Nowy format Tesco – sieć dyskontowa pod szyldem Jack's – rozpędza się. Dyskonty Jack's starają się stworzyć nowe, patriotyczne doświadczenie zakupowe, wychodząc naprzeciw nastawieniu narodu, który próbuje pójść własną drogą. Co prawda szefowie Tesco zarzekają się, że sieć Jack's „nie ma nic wspólnego z Brexitem”, wiele wskazuje na to, że jednak ma.
Po pierwsze, wskazuje na to szyld sieci. Ma to być hołd dla założyciela Tesco, ale nie jest chyba przypadkiem, że w pierwszych dwóch dyskontach niemal wszędzie można dostrzec brytyjską flagę, którą na wyspach nazywa się… Union Jack.
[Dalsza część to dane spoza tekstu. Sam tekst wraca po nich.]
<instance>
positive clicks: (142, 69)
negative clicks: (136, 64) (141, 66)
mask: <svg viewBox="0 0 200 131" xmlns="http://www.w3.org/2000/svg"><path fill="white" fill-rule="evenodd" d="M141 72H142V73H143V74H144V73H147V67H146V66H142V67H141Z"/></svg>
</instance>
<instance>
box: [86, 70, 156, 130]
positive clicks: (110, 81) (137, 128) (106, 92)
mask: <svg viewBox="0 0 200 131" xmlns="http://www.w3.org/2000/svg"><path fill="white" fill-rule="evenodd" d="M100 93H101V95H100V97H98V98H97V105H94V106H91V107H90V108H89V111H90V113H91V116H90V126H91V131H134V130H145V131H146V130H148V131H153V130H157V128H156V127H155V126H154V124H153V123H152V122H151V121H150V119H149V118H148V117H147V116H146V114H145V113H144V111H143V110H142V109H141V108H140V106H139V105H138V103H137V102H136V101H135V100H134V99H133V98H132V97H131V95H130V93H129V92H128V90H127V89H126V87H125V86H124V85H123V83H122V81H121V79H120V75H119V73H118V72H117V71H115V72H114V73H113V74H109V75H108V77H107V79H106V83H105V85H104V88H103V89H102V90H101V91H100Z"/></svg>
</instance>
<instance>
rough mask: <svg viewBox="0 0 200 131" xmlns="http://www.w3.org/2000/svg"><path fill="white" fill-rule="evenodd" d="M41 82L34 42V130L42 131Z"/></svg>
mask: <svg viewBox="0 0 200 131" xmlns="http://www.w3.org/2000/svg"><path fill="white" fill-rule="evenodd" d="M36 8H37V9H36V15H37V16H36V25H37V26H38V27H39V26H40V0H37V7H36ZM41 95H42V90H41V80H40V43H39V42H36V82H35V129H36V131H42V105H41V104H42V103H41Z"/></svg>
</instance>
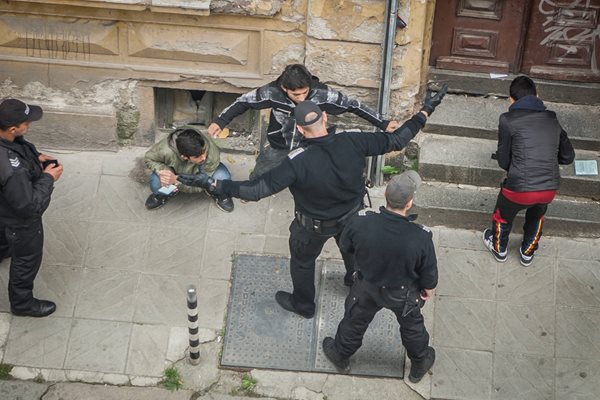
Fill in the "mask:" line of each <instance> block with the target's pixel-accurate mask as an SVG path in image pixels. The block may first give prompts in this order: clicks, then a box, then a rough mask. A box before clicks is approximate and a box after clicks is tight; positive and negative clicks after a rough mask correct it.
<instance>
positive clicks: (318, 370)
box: [221, 254, 404, 378]
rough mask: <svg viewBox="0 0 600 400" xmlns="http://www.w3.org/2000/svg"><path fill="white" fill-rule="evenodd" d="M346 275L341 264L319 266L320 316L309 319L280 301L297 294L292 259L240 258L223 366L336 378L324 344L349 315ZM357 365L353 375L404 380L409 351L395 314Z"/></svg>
mask: <svg viewBox="0 0 600 400" xmlns="http://www.w3.org/2000/svg"><path fill="white" fill-rule="evenodd" d="M343 271H344V266H343V264H342V263H341V262H338V261H332V260H323V261H318V262H317V271H316V272H315V275H316V287H317V313H316V315H315V318H313V319H305V318H302V317H300V316H298V315H296V314H293V313H290V312H287V311H285V310H283V309H282V308H281V307H279V305H278V304H277V303H276V302H275V292H277V291H278V290H288V291H291V289H292V283H291V278H290V273H289V259H287V258H283V257H275V256H256V255H243V254H240V255H237V257H236V258H235V261H234V265H233V282H232V289H231V295H230V299H229V308H228V314H227V327H226V332H225V344H224V348H223V356H222V358H221V365H222V366H224V367H246V368H269V369H282V370H290V371H309V372H328V373H335V372H336V370H335V368H334V367H333V365H332V364H331V363H330V362H329V361H328V360H327V359H326V358H325V356H324V354H323V352H322V347H321V342H322V341H323V338H324V337H325V336H334V335H335V331H336V329H337V325H338V323H339V322H340V320H341V318H342V316H343V313H344V300H345V298H346V295H347V294H348V288H346V287H345V286H344V285H343V276H344V273H343ZM351 366H352V370H351V374H352V375H369V376H385V377H399V378H402V377H403V375H404V348H403V347H402V344H401V340H400V333H399V331H398V323H397V322H396V318H395V316H394V315H393V314H392V313H391V312H389V311H388V310H383V311H381V312H379V313H378V314H377V316H376V317H375V320H374V321H373V322H372V323H371V325H370V326H369V329H368V331H367V334H366V335H365V338H364V340H363V346H362V347H361V349H360V350H359V351H358V352H357V353H356V354H355V355H354V356H353V357H352V364H351Z"/></svg>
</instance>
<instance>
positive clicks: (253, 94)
mask: <svg viewBox="0 0 600 400" xmlns="http://www.w3.org/2000/svg"><path fill="white" fill-rule="evenodd" d="M306 100H310V101H312V102H314V103H316V104H318V105H319V107H320V108H321V110H323V111H326V112H327V113H328V114H331V115H338V114H342V113H345V112H351V113H353V114H356V115H358V116H359V117H361V118H363V119H365V120H367V121H369V122H370V123H371V124H373V125H375V126H376V127H378V128H379V129H381V130H385V129H386V128H387V125H388V123H389V121H388V120H384V119H383V118H381V116H380V115H379V114H378V113H377V112H375V111H373V110H371V109H370V108H369V107H367V106H366V105H364V104H362V103H361V102H360V101H358V100H356V99H352V98H350V97H348V96H346V95H344V94H342V93H340V92H338V91H337V90H334V89H332V88H330V87H329V86H327V85H324V84H322V83H321V82H319V79H318V78H317V77H315V76H313V83H312V85H311V87H310V90H309V93H308V96H307V97H306ZM295 107H296V103H294V102H293V101H292V100H290V99H289V97H287V95H286V94H285V92H284V91H283V90H282V89H281V85H280V84H279V82H278V81H277V80H276V81H273V82H271V83H269V84H267V85H264V86H261V87H259V88H258V89H254V90H252V91H250V92H248V93H246V94H243V95H241V96H240V97H238V98H237V99H236V100H235V102H233V103H232V104H231V105H230V106H229V107H227V108H226V109H225V110H223V112H221V114H219V116H218V117H216V118H215V120H214V122H215V123H216V124H217V125H219V127H221V129H223V128H224V127H225V126H227V124H229V123H230V122H231V120H233V119H234V118H235V117H237V116H238V115H240V114H242V113H244V112H245V111H246V110H248V109H254V110H262V109H265V108H271V115H270V117H269V127H268V128H267V139H268V141H269V144H270V145H271V147H273V148H275V149H285V150H288V151H289V150H293V149H295V148H297V147H298V146H299V142H300V140H301V138H302V135H301V134H300V132H299V131H298V130H297V129H296V124H295V122H294V108H295Z"/></svg>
Równie wszechobecne są zapewnienia, że „każda kropla świeżego mleka jest brytyjska” oraz deklaracje, że osiem na dziesięć artykułów spożywczych z oferty sieci to produkty brytyjskie.
Obecnie tylko nieco ponad 60 proc. żywności sprzedawanej na Wyspach pochodzi z miejscowej produkcji, a po Brexicie może to być jeszcze mniej. Zatem tylko tyle produktów spożywczych na półkach sklepowych może pochodzić od brytyjskich farmerów.
Sieć Jack's, z ofertą okrojoną do 2,6 tys. produktów, z czego 70 proc. to marka własna, sprawia wrażenie, jakby przygotowywała się na apokalipsę, jaka czeka brytyjski detal po Brexicie. Zarówno wystrój sklepów, jak i opakowania produktów jakby celowo wywołują nostalgię – jak gdyby Tesco chciało nawiązać do czasów sprzed Unii, gdy Brytyjczycy jedli więcej peklowanej wołowiny, a mniej awokado.